Für meine Familie, die sowohl wundervoll als auch ein Haufen Idioten sein kann. Für meine Kinder, besonders meine älteren Kinder, die mir immer noch die Haare vom Kopf fressen. Für Mary, die meinte: »Ja, ich weiß, nur ein schlechtes Blutkörperchen trennt dich von Freunde bis in den Tod. Das wird schon.«

Fallen

Cooper Hoskins arbeitete gerne auf dem Bau. Er liebte es nicht, aber die Bezahlung war gut, die Arbeitszeiten regelmäßig und man hatte eine Kranken- und Zahnversicherung. Alles, was ein heranwachsender Junge brauchte – oder ein heranwachsendes Mädchen, wenn man darüber nachdachte.

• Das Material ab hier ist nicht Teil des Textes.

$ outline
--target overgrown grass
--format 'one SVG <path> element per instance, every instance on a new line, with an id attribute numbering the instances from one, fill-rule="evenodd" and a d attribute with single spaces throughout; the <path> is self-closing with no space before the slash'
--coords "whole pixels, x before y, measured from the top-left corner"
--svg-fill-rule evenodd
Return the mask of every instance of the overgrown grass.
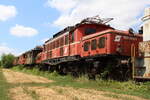
<path id="1" fill-rule="evenodd" d="M 0 100 L 10 100 L 8 96 L 9 84 L 6 82 L 0 67 Z"/>
<path id="2" fill-rule="evenodd" d="M 109 91 L 118 94 L 128 94 L 139 96 L 142 98 L 150 99 L 150 82 L 136 83 L 134 81 L 118 82 L 114 80 L 88 80 L 86 76 L 80 78 L 73 78 L 70 75 L 60 76 L 56 72 L 49 73 L 45 71 L 39 71 L 36 68 L 26 69 L 20 66 L 13 67 L 15 71 L 21 71 L 28 74 L 34 74 L 46 77 L 54 82 L 49 84 L 34 84 L 34 85 L 45 85 L 46 87 L 51 86 L 68 86 L 74 88 L 90 88 L 101 91 Z"/>

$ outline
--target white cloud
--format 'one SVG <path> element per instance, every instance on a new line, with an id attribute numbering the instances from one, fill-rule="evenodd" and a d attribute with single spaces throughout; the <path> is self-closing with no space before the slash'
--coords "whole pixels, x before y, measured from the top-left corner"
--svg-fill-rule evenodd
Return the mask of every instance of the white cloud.
<path id="1" fill-rule="evenodd" d="M 73 8 L 77 3 L 77 0 L 48 0 L 47 5 L 53 8 L 57 8 L 61 12 L 66 12 Z"/>
<path id="2" fill-rule="evenodd" d="M 9 53 L 15 56 L 18 56 L 20 54 L 20 53 L 17 53 L 17 50 L 13 48 L 9 48 L 6 43 L 0 44 L 0 57 L 2 56 L 2 54 L 9 54 Z"/>
<path id="3" fill-rule="evenodd" d="M 69 1 L 69 2 L 67 2 Z M 111 25 L 119 29 L 128 29 L 139 24 L 138 19 L 150 0 L 48 0 L 49 6 L 56 8 L 61 15 L 53 22 L 59 27 L 74 25 L 83 18 L 100 15 L 114 18 Z M 68 4 L 70 6 L 66 6 Z"/>
<path id="4" fill-rule="evenodd" d="M 31 27 L 16 25 L 10 28 L 10 33 L 17 37 L 31 37 L 38 34 L 38 31 Z"/>
<path id="5" fill-rule="evenodd" d="M 17 15 L 15 6 L 0 5 L 0 21 L 6 21 Z"/>
<path id="6" fill-rule="evenodd" d="M 47 41 L 49 38 L 44 38 L 44 39 L 42 39 L 42 40 L 40 40 L 40 42 L 43 44 L 43 43 L 45 43 L 45 41 Z"/>

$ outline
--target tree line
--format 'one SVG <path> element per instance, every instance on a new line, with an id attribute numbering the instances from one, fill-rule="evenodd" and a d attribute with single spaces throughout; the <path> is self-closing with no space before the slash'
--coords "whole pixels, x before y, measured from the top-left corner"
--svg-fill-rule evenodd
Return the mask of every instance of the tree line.
<path id="1" fill-rule="evenodd" d="M 13 67 L 15 56 L 13 54 L 3 54 L 0 59 L 0 66 L 3 68 Z"/>

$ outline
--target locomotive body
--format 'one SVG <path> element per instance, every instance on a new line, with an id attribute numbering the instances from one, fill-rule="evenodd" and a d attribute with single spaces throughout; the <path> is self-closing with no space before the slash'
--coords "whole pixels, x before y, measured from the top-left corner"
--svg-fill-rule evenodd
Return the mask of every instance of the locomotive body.
<path id="1" fill-rule="evenodd" d="M 142 36 L 132 31 L 116 30 L 102 20 L 99 23 L 84 20 L 55 34 L 40 50 L 19 56 L 15 63 L 42 64 L 40 68 L 46 70 L 74 76 L 88 73 L 92 78 L 110 69 L 108 75 L 115 73 L 124 78 L 132 69 L 131 55 L 139 57 L 141 41 Z M 29 58 L 34 61 L 28 63 Z"/>

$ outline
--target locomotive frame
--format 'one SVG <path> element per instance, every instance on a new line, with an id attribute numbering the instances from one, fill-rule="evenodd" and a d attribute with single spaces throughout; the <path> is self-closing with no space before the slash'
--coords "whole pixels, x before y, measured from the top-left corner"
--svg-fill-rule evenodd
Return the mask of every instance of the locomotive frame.
<path id="1" fill-rule="evenodd" d="M 36 60 L 30 64 L 40 64 L 40 69 L 60 74 L 88 74 L 91 79 L 106 74 L 105 78 L 126 80 L 132 72 L 132 46 L 135 56 L 139 57 L 138 44 L 142 36 L 116 30 L 99 21 L 83 20 L 58 32 L 44 43 L 42 51 L 32 56 Z M 27 64 L 27 59 L 23 59 L 25 54 L 17 64 Z"/>

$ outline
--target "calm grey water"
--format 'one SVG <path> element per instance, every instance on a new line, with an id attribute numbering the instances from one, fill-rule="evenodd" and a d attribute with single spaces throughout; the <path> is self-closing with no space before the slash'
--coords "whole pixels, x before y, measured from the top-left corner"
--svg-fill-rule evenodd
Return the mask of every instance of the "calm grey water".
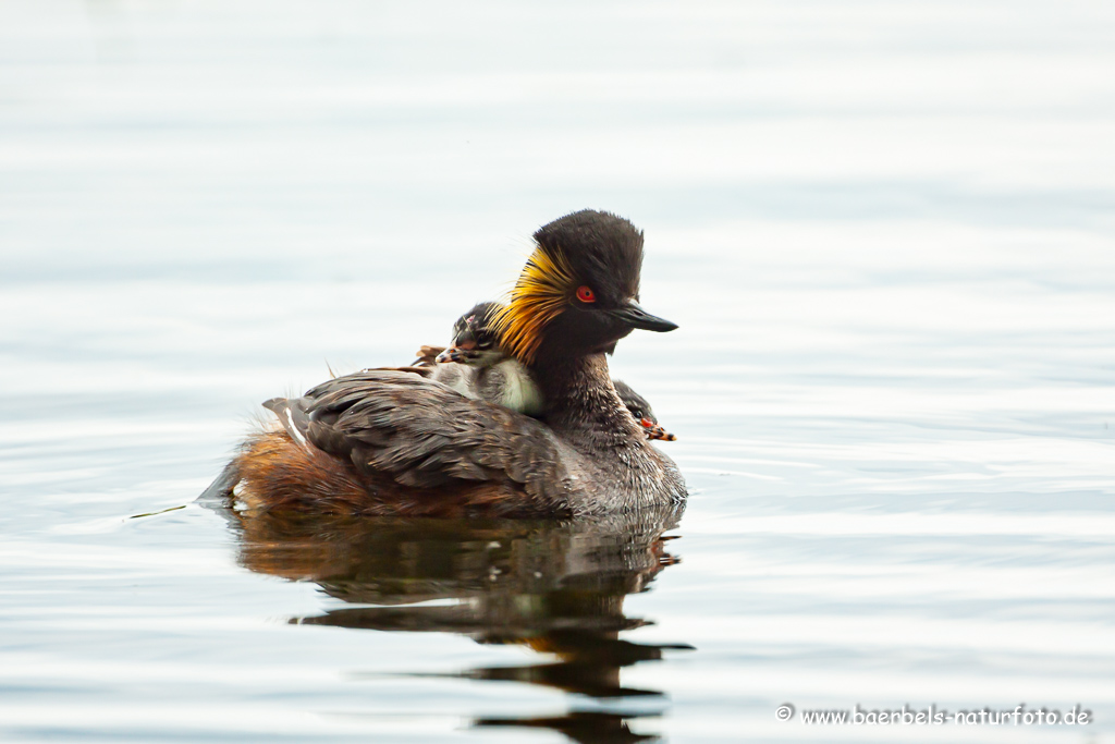
<path id="1" fill-rule="evenodd" d="M 1113 133 L 1102 2 L 0 3 L 0 738 L 1112 741 Z M 195 503 L 584 206 L 677 539 Z"/>

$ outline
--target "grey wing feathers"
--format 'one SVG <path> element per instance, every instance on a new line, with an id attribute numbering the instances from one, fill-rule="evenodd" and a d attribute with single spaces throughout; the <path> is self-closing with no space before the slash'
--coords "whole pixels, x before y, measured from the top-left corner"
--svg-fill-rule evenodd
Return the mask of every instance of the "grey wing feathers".
<path id="1" fill-rule="evenodd" d="M 404 485 L 510 480 L 551 503 L 568 492 L 568 454 L 549 428 L 415 374 L 365 370 L 265 405 L 317 447 Z"/>

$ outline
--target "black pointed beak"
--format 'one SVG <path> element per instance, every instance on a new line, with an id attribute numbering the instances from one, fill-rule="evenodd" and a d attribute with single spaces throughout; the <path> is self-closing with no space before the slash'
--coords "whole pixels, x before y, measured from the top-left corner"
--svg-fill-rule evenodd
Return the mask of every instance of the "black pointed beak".
<path id="1" fill-rule="evenodd" d="M 619 318 L 624 323 L 631 328 L 641 328 L 642 330 L 657 330 L 662 334 L 668 330 L 673 330 L 678 327 L 678 323 L 670 322 L 666 318 L 659 318 L 658 316 L 652 316 L 642 308 L 639 307 L 637 302 L 628 302 L 621 308 L 614 310 L 609 310 L 612 316 Z"/>

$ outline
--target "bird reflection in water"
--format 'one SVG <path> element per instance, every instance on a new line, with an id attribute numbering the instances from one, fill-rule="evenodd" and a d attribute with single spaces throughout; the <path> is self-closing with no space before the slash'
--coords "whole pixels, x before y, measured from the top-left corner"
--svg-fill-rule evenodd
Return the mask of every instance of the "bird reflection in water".
<path id="1" fill-rule="evenodd" d="M 677 562 L 666 551 L 669 538 L 662 533 L 677 524 L 680 508 L 595 521 L 223 511 L 240 535 L 245 568 L 314 581 L 332 597 L 360 605 L 293 618 L 293 624 L 454 632 L 552 657 L 452 676 L 541 685 L 593 698 L 661 696 L 624 687 L 620 669 L 660 659 L 663 650 L 692 648 L 619 637 L 649 625 L 624 615 L 623 600 L 644 591 Z M 453 601 L 424 603 L 430 600 Z M 658 714 L 571 711 L 556 717 L 477 718 L 473 725 L 547 728 L 576 742 L 638 742 L 657 737 L 630 731 L 628 721 L 648 715 Z"/>

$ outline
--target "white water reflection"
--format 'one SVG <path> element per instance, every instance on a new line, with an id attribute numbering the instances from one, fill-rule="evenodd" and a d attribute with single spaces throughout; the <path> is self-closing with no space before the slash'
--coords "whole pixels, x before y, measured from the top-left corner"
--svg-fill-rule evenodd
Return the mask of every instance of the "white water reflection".
<path id="1" fill-rule="evenodd" d="M 1111 737 L 1113 38 L 1084 1 L 0 3 L 0 737 Z M 681 326 L 614 363 L 695 492 L 624 603 L 656 625 L 623 639 L 697 648 L 621 670 L 666 697 L 288 625 L 350 606 L 196 505 L 128 519 L 260 400 L 444 339 L 584 206 L 646 230 Z"/>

Und es war besonders vorteilhaft, für Brandon Grayson zu arbeiten. Brandon war jung, ackerte sich durchs College und er versuchte, durch schiere Willenskraft, Großes zu erreichen.

Er war außerdem offen schwul, offen verliebt in seinen festen Freund und beschützte offen alle, die er für Außenseiter hielt.

Cooper musste zugeben, dass das während seiner ersten beiden Jahre bei der Sowers Construction Company auf ihn zutraf. Er war gerade erst achtzehn gewesen, frisch aus dem System der Pflegeobhut, als er dort angefangen hatte, und hungrig. Magen-in-den-Kniekehlen-hungrig. Brandon hatte diesen Hunger gesehen. Brandon hatte diesen Hunger gesehen – und ihn gestillt. Hatte ihm kleine Rasenmähjobs bis zu seinem ersten Gehaltsscheck besorgt, hatte ihn bei jeder Gelegenheit zum Mittagessen eingeladen und ihn mit so vielen Informationen wie möglich gefüttert, um ihn bei Sowers Construction unentbehrlich zu machen und ihm damit wenigstens ein bisschen Sicherheit im Job zu verschaffen.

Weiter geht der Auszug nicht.